Na een avond vol plezier gebeurde het wel eens dat iemand onderweg naar huis hoge nood kreeg. Zo verging het Milleke.
Op een avond, terwijl hij door de Leopoldstraat liep, ter hoogte van het huis van de koster, moest hij dringend een ‘stomme bedevaart’ maken, zoals men dat toen noemde. Veel mensen deden hun behoefte onder de grote haag daar, tot ongenoegen van de koster.
Milleke deed zijn broek omlaag en hurkte neer.
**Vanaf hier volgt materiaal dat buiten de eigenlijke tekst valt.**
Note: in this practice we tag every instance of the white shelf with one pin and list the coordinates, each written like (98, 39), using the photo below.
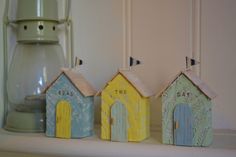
(224, 145)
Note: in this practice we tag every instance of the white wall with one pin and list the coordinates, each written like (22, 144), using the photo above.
(1, 63)
(218, 56)
(160, 34)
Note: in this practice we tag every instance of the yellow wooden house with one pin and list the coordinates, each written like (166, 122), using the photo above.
(125, 109)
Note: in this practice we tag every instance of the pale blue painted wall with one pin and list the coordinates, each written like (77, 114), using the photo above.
(82, 108)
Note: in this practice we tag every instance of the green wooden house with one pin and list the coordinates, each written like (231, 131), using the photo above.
(186, 111)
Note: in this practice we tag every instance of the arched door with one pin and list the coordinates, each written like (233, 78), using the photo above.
(63, 119)
(183, 131)
(118, 122)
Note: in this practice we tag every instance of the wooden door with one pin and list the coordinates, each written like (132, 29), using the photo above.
(63, 119)
(118, 122)
(183, 132)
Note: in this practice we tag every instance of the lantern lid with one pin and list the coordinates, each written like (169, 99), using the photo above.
(37, 10)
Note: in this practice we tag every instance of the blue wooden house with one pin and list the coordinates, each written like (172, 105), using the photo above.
(186, 104)
(69, 106)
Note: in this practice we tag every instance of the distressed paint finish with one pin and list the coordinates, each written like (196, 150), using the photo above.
(119, 89)
(82, 108)
(183, 91)
(183, 133)
(118, 122)
(63, 119)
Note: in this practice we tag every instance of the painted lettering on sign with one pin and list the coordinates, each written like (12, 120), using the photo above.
(120, 91)
(184, 94)
(65, 93)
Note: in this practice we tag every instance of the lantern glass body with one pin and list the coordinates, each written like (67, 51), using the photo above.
(32, 68)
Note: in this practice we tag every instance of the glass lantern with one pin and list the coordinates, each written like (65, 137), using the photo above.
(37, 60)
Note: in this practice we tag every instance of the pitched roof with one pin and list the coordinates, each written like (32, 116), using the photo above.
(196, 81)
(135, 82)
(78, 81)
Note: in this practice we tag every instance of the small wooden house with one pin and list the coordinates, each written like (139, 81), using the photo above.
(69, 106)
(125, 109)
(187, 111)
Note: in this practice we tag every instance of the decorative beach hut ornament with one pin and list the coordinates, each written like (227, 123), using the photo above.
(186, 111)
(125, 108)
(70, 106)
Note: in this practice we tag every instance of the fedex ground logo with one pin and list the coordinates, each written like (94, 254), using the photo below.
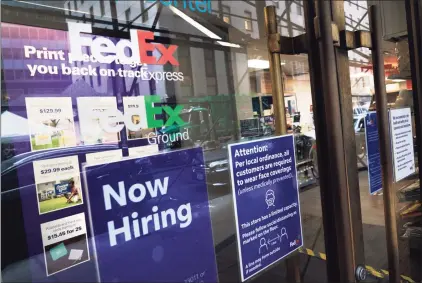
(141, 113)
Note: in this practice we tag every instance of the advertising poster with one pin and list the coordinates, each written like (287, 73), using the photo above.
(65, 243)
(135, 111)
(373, 153)
(266, 202)
(153, 212)
(402, 143)
(92, 119)
(58, 183)
(50, 122)
(145, 150)
(104, 157)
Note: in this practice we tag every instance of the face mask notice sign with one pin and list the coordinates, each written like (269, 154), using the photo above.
(150, 219)
(402, 143)
(266, 202)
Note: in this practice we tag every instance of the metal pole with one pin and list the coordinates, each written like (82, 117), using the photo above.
(276, 74)
(292, 263)
(330, 236)
(385, 146)
(336, 164)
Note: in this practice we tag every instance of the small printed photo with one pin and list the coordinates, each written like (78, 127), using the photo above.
(59, 194)
(53, 133)
(51, 123)
(66, 253)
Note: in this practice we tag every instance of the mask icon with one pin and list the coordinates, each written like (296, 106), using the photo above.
(269, 198)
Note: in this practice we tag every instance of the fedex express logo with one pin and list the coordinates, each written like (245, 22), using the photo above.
(104, 50)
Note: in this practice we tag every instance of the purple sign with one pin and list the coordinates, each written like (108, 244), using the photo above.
(373, 153)
(266, 202)
(153, 212)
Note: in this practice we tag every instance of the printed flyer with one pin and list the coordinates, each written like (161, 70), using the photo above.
(136, 111)
(65, 243)
(266, 202)
(92, 119)
(58, 183)
(51, 122)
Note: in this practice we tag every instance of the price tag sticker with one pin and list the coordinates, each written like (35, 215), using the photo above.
(51, 123)
(62, 239)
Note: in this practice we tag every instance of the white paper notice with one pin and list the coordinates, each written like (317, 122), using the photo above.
(50, 121)
(145, 150)
(136, 118)
(402, 143)
(92, 120)
(58, 183)
(65, 243)
(104, 157)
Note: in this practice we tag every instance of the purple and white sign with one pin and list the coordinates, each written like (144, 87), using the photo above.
(266, 202)
(153, 212)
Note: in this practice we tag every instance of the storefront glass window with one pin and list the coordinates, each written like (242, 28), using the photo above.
(205, 79)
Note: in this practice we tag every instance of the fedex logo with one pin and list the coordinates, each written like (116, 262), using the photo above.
(104, 50)
(144, 107)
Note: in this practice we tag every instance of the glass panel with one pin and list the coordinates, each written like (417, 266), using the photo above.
(399, 96)
(206, 63)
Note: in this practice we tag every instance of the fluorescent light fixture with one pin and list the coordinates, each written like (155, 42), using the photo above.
(228, 44)
(194, 23)
(260, 64)
(53, 7)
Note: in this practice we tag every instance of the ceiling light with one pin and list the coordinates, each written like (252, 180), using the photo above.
(258, 64)
(228, 44)
(194, 23)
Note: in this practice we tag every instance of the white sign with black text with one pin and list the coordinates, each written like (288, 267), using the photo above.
(402, 143)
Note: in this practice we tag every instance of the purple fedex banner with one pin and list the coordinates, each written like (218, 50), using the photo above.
(150, 219)
(266, 202)
(17, 166)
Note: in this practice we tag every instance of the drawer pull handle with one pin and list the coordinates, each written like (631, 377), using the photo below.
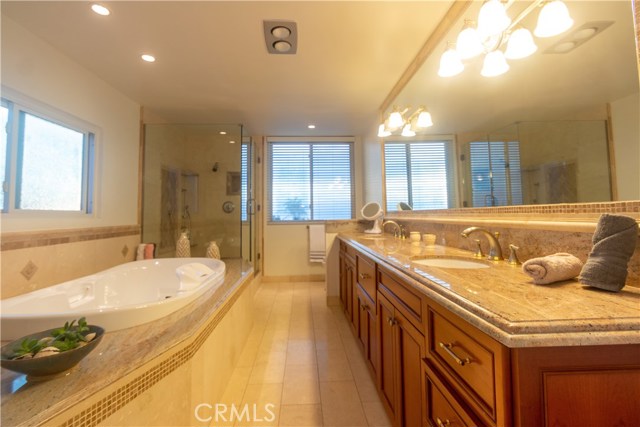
(448, 348)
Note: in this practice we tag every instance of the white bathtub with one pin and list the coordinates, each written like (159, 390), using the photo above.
(118, 298)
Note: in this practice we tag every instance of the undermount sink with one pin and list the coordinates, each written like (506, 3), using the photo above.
(451, 263)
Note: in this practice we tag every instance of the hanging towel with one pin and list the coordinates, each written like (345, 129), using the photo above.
(317, 246)
(614, 241)
(552, 268)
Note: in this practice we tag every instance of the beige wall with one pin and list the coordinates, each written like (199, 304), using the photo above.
(625, 119)
(34, 68)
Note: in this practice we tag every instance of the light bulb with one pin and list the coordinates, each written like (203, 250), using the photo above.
(494, 64)
(520, 44)
(492, 19)
(406, 130)
(553, 19)
(382, 131)
(468, 43)
(424, 120)
(450, 63)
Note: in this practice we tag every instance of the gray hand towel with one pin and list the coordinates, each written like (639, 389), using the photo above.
(552, 268)
(613, 244)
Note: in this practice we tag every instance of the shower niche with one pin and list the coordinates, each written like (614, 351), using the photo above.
(185, 186)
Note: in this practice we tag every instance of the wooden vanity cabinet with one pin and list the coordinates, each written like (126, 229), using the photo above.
(402, 349)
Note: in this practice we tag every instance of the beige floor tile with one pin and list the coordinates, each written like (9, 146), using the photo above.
(341, 405)
(301, 415)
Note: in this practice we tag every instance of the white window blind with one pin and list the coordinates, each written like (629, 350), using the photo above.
(495, 173)
(420, 173)
(311, 181)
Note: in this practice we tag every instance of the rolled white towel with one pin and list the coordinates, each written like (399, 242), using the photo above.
(552, 268)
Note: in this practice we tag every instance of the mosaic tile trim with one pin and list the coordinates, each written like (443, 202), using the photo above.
(562, 208)
(110, 404)
(33, 239)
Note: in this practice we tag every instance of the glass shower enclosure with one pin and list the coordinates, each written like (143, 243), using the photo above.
(197, 180)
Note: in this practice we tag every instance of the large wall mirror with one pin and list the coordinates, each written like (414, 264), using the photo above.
(561, 126)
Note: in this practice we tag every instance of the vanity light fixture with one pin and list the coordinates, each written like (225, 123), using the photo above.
(281, 37)
(494, 29)
(100, 9)
(419, 119)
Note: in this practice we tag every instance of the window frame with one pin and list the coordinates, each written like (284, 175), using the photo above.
(309, 141)
(452, 167)
(18, 107)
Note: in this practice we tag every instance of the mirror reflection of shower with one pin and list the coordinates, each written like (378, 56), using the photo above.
(186, 174)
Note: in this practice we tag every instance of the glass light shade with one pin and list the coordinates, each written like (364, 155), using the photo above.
(395, 120)
(406, 130)
(468, 42)
(553, 19)
(424, 120)
(494, 64)
(492, 19)
(382, 132)
(520, 44)
(450, 63)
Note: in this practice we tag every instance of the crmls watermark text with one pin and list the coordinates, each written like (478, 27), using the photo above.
(221, 412)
Terwijl hij zo gebukt zat, keek hij naar beneden en zag tot zijn verbazing dat hij vijf eieren had gelegd! “’t hekst hier!” riep Milleke en rende naar huis.
Het verhaal van zijn ‘eieren leggen’ ging jarenlang de ronde en Milleke kreeg al snel de bijnaam ‘eierkakker’. Niemand durfde daarna nog onder die haag zijn behoefte te doen, omdat men geloofde dat er spoken zaten.
Pas vele jaren later bekende de koster, Louis Van Malderen, dat hij destijds met een schep de kak van Milleke had opgeruimd en vervangen door vogeleieren.
Tekst: Sylvie Dehasque,
foto’s: via open A.I.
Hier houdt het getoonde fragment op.